Reporters Without Borders deplores the fact that privately-owned media were attacked by police during demonstrations in Niamey on 17 and 18 January although President Mahamadou Issoufou has assured the international community he is committed to media freedom.
During an anti-Charlie Hebdo demonstration on 17 January and during an opposition march the next day, the police stormed the headquarters of four news organizations and physically attacked at least eight journalists. “These attacks on media are extremely worrying,” said Cléa Kahn-Sriber, the head of the Reporters Without Borders Africa desk. “It is vital that the media should be able to work freely, especially when protests are taking place.
“On 11 January, President Issoufou took part in a march in Paris to condemn violence against journalists and yet, less than a week later, the police are attacking news media in Niger – preventing the production and free flow of information – without being taken to task. We urge him to send a clear message to his government that such behaviour must not go unpunished.”
Boubacar Diallo, the former head of the Press Club, told Reporters Without Borders: “Journalists are only too often harassed by the police in Niger, although the police have a duty to protect them in all places where they are doing their reporting.”
According to a communiqué issued yesterday by several organizations that represent media professionals, the police stormed into pro-opposition Radio Télévision Ténéré during the protest against Charlie Hebdo’s cartoons on 17 January and forced it to stop broadcasting.
Claiming they had an order “from above,” they blocked access to the building and physically attacked the station’s personnel.

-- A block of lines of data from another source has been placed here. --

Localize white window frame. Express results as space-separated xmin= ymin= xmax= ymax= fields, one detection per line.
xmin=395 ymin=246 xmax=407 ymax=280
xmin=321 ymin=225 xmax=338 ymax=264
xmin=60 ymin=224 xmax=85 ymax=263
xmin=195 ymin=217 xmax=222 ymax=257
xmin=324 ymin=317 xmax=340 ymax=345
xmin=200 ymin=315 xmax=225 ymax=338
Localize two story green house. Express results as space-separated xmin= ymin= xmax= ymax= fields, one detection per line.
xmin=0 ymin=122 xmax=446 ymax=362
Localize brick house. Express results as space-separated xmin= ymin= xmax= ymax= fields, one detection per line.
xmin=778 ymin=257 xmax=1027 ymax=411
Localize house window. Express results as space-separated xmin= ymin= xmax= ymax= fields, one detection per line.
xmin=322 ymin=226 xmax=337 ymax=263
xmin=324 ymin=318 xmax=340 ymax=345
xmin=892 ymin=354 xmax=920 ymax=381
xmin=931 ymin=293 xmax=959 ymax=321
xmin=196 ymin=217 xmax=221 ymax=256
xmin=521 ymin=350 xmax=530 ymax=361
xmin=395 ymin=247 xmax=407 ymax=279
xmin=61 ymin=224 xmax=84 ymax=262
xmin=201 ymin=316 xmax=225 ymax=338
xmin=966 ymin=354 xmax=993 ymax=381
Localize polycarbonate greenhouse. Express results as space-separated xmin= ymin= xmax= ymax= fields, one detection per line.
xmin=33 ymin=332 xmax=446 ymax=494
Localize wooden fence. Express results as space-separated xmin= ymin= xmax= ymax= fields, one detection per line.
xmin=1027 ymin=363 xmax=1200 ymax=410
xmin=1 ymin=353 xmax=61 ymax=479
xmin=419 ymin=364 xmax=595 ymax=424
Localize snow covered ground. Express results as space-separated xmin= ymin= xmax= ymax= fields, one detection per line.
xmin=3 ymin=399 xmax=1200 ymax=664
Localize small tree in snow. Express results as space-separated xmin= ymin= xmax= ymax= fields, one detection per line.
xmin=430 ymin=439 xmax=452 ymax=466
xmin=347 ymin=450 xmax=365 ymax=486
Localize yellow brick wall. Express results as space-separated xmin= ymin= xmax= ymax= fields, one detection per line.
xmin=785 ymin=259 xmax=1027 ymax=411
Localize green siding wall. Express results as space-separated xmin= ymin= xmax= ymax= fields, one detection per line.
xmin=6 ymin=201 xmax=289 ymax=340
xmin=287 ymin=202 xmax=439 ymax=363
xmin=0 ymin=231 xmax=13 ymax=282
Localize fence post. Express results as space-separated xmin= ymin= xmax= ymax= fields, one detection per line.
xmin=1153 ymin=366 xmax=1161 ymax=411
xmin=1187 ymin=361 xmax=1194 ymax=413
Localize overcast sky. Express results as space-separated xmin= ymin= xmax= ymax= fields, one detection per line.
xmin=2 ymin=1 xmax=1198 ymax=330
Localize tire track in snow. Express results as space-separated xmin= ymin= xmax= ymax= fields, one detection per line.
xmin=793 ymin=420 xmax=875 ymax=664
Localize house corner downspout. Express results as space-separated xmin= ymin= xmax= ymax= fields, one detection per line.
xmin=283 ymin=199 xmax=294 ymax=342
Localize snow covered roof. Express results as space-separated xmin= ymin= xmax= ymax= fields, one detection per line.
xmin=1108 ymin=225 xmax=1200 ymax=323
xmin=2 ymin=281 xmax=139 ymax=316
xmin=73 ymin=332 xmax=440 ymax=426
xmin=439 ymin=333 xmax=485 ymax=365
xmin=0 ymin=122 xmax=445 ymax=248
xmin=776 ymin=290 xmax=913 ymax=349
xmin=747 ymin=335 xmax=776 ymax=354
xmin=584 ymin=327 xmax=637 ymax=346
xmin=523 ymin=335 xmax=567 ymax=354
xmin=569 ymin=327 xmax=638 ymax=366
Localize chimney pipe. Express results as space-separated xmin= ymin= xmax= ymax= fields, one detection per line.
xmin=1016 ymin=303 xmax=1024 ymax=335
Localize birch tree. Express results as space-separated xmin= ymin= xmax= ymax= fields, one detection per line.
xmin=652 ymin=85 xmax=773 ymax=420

The same day, police fired teargas at the headquarters of the Dounia media group, although it is owned in majority by a close ally to the president.
During the demonstration organized the next day by the political opposition, police used batons and teargas to attacks journalists with five privately-owned TV stations – Canal 3 Niger, Liptako, Africable, Niger 24 and Saraounia – and with Radio RM, Niger’s first-ever privately-owned radio station.
The headquarters of Bonférey, a media group critical of the government, received a visit from ten policemen, who beat a producer and a reporter and arrested them, only to release them later without giving any explanation for their arrest.
In response to all this violence, the High Council for Communication issue a timid statement reminding the police of their duty to protect journalists but failing to condemn their reprehensible behaviour.
Local observers describe the current situation of freedom of information in Niger as critical. As well as the violence and arrests of the past few years under President Issoufou, the government is in the process of extending its financial grip over media companies with disastrous consequences.
The president’s office is funding the production of a score of newspapers and is giving monthly contracts to five TV stations so that they broadcast PR content for the government.
“The authorities are confusing public relations with bribery,” Diallo said. This funding tends to “bring the media to heel.” It can be seen in their news programmes, which now take a different editorial line, and in the changes in their other programmes, which now focus on official government events.
Niger is ranked 48th out of 180 countries in the 2014 Reporters Without Borders press freedom index.